One of the topics most associated with cloud computing is its cost advantages, or lack thereof. One way the topic gets discussed is "capex vs. opex," a simple formulation, but one fraught with meaning.
At its simplest, capex vs. opex is how compute resource is paid for by the consumer of those resources. For example, if one uses Amazon Web Services, payment is made on a highly granular level for the use of the resources — either time (so much per server-hour) or consumption (so much per gigabyte of storage per month). The consumer does not, however, own the assets that deliver those resources. Amazon owns the server and the storage machinery.
From an accounting perspective, owning an asset is commonly considered a capital expenditure (thus the sobriquet capex). It requires payment for the entire asset and the cost becomes an entry on the company's balance sheet, depreciated over some period of time.
By contrast, operating expenditure is a cost associated with operating the business over a short period, typically a year. All payments during this year count against the income statement and do not directly affect the balance sheet.
From an organizational perspective, the balance sheet is the bailiwick of the CFO, who typically screens all requests for asset expenditure very carefully, while operating expenditures are the province of business units, who are able to spend within their yearly budgets with greater freedom.
Summing this up, it means that running an application and paying for its compute resources on an "as-used" basis means the costs run through the operating budget (i.e., are operating expenditures — opex), while running the same application and using resources that have been purchased as an asset means the cost of the resources is a capital expenditure (capex), while the yearly depreciation becomes an operating expenditure.
It might seem obvious that the opex approach is more preferable — after all, just pay for what you use. By contrast, the capex approach means that a fixed depreciation fee is assigned no matter what use is made of the asset.
However, the comparison is made more complex by the fact that cloud service providers who charge on an as-used basis commonly add a profit to their costs. An internal IT group does not add a profit margin, so charges only what their costs add up to. Depending upon the use scenario of the individual application, paying a yearly depreciation fee may be more attractive than paying on a more granular basis. The logic of this can be seen in auto use — it's commonly more economical to purchase a car for daily use in one's own city, but far cheaper to rent a car for a one or two day remote business trip.
There is an enormous amount of controversy about whether the capex or opex approach to cloud computing is less expensive.

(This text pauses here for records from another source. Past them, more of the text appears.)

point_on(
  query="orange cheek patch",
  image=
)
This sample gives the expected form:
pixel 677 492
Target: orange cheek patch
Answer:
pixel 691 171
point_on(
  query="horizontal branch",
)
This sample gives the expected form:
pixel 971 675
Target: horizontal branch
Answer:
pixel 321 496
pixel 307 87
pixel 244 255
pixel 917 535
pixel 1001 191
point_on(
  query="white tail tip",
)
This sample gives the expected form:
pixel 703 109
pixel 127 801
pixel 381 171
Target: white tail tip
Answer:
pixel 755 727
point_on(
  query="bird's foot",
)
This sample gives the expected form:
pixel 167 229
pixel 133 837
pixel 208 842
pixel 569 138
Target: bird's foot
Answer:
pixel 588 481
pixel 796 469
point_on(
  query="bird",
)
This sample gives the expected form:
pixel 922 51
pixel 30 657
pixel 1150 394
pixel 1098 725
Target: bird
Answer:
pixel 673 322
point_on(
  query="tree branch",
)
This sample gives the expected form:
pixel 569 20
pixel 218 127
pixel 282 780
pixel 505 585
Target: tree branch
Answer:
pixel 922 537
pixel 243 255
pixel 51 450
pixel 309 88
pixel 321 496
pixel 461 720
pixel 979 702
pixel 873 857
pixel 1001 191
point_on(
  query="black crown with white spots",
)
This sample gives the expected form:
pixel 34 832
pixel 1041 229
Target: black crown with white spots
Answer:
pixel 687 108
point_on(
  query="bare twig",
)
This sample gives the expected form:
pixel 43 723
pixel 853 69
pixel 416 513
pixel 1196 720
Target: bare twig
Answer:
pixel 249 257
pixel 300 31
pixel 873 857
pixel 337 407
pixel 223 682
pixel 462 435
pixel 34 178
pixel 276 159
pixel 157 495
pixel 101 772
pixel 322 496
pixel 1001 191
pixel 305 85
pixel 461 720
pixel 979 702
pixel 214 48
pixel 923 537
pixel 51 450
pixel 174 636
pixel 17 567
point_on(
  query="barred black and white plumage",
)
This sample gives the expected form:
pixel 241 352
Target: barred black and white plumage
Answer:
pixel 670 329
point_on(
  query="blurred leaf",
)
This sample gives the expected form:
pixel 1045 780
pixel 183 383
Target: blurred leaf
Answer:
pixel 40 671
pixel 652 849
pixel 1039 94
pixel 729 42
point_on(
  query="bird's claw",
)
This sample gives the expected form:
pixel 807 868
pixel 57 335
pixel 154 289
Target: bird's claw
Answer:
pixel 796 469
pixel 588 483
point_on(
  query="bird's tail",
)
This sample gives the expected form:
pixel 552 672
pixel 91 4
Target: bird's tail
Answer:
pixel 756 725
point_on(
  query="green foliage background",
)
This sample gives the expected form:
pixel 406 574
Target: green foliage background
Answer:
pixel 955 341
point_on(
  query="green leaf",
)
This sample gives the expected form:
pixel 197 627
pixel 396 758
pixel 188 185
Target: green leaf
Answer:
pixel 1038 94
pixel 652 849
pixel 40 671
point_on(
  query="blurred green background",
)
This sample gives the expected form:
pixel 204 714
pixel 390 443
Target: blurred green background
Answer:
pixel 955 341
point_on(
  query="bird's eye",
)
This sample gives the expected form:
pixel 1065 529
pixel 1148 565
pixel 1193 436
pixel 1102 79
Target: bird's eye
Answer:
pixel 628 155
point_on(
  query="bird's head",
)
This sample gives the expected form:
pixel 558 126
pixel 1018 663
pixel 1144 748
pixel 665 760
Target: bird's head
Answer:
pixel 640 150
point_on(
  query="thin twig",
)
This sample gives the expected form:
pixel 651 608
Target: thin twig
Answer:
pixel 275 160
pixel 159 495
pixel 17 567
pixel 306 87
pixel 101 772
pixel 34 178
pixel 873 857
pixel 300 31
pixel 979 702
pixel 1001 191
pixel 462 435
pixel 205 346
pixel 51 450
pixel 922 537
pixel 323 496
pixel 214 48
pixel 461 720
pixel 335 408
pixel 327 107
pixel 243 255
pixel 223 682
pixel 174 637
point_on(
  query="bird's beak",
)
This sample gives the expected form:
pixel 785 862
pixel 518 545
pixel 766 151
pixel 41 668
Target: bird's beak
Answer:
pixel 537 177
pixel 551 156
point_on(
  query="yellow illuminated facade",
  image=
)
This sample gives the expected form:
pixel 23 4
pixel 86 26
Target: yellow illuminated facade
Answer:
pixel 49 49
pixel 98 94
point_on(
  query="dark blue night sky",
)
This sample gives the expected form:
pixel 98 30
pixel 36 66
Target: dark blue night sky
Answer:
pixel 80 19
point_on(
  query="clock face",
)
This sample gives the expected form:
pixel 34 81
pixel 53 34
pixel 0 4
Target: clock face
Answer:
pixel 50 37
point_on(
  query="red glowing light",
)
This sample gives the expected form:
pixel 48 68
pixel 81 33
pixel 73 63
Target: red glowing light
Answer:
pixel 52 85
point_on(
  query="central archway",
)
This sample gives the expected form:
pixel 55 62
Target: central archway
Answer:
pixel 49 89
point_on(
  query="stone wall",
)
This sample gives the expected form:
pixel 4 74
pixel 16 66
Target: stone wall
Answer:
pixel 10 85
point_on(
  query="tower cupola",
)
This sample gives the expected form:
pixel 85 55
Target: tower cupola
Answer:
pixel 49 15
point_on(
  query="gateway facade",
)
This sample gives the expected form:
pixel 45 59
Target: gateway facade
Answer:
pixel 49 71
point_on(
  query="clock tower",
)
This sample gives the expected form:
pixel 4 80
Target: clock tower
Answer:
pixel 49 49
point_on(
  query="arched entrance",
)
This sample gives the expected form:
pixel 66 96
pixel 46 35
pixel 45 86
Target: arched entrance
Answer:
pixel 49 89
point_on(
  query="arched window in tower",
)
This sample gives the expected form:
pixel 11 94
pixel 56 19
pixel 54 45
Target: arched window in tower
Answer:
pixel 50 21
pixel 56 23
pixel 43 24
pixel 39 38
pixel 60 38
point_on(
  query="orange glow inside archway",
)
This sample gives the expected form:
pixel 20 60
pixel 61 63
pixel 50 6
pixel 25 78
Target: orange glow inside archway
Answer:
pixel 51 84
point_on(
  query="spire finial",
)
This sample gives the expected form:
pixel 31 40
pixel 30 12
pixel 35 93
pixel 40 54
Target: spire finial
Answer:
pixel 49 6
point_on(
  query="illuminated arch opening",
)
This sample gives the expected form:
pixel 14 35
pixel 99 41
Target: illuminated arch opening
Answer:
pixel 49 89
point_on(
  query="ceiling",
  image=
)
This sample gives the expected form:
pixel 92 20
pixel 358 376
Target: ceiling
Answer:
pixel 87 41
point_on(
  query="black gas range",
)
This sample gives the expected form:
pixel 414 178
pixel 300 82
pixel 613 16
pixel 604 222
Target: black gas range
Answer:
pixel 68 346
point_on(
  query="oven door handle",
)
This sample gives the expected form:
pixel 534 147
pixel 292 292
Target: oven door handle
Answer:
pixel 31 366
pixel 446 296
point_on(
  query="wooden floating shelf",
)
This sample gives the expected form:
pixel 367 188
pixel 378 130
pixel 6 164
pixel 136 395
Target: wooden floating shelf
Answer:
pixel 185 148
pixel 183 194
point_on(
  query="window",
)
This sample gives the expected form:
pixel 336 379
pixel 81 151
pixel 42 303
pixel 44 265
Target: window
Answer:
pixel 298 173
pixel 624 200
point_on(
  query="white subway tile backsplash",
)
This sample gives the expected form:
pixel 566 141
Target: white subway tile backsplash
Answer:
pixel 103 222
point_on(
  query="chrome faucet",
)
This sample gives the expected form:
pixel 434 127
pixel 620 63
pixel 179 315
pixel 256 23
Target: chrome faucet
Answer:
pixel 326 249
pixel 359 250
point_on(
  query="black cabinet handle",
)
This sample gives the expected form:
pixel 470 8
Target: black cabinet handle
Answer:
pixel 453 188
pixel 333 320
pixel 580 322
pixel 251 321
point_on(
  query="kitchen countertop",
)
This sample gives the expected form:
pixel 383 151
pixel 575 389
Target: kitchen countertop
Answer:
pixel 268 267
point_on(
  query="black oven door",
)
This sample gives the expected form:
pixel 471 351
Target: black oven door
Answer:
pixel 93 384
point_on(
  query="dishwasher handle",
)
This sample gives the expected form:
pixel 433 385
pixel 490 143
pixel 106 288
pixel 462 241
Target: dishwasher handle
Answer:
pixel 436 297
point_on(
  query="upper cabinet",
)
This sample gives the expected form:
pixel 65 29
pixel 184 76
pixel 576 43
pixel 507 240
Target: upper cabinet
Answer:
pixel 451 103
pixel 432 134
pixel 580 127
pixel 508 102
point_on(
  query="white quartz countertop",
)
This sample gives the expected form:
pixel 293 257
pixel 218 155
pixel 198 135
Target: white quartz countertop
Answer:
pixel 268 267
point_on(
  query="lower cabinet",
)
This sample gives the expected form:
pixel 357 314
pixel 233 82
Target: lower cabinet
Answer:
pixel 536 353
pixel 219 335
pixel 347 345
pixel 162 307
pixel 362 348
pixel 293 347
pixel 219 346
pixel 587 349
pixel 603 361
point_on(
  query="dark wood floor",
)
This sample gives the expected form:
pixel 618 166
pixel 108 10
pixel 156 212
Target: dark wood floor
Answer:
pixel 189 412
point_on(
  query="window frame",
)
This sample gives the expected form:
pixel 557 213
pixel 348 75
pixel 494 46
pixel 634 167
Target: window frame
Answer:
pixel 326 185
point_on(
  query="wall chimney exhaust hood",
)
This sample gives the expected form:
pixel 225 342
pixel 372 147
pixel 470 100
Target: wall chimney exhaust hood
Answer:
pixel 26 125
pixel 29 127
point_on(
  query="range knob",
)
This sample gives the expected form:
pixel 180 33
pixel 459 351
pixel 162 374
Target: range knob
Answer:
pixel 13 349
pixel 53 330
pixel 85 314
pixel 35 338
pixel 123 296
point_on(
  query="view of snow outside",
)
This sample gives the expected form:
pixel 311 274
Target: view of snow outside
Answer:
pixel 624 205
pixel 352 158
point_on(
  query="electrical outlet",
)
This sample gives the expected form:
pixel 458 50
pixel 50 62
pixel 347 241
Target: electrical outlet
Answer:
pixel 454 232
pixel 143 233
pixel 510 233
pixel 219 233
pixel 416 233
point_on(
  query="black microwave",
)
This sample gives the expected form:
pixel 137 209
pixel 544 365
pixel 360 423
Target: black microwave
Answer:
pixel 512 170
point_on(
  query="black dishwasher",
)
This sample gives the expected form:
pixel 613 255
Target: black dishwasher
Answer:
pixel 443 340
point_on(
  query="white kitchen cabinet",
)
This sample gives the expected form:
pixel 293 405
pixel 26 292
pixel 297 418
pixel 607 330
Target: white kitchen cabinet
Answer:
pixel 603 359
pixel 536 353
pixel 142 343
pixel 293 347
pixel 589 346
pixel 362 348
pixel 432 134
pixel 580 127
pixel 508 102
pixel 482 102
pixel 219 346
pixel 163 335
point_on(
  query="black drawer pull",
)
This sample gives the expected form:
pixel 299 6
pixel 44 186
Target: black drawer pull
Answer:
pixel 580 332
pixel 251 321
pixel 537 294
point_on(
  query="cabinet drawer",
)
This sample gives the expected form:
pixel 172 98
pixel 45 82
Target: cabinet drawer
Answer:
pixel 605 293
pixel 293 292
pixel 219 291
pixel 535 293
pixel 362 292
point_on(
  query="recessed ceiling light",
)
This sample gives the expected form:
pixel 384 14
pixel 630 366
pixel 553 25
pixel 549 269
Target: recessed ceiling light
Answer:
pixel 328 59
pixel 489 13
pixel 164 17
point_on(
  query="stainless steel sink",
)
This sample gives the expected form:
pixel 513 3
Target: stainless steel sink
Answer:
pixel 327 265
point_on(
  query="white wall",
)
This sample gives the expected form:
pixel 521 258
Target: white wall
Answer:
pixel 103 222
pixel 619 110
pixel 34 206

We've seen this in our own business — at one meeting, when the topic of using AWS as a deployment platform was raised, an operations manager stated flatly "you don't want to do that, after two years you've bought a server." Notwithstanding his crude financial evaluation (clearly not accounting for other costs like power and labor), his perspective was opex vs. capex — that the cost of paying for resources on a granular basis would be more expensive than making an asset purchase and depreciating it.
The move to private clouds added to the complixity of this. Heretofore, most organizations worked on the basis of one application, one server, so the entire depreciation for the server was assigned to one application, making the calculation of how much the capex approach would cost relatively straightforward.
This became further complicated with the shift to virtualization, in which multiple applications shared one server. Now yearly depreciation needed to be apportioned among multiple applications — and this could be even more complex if one attempted to apportion the cost according to something other than assigning cost by dividing the cost by the number of VMs on the machine. Trying to assign cost on the percentage of total memory used by an application, or processor time requires instrumentation and more sophisticated accounting methods, so most organizations just work on a rough "X dollars, Y number of VMs, each one costs X divided by Y."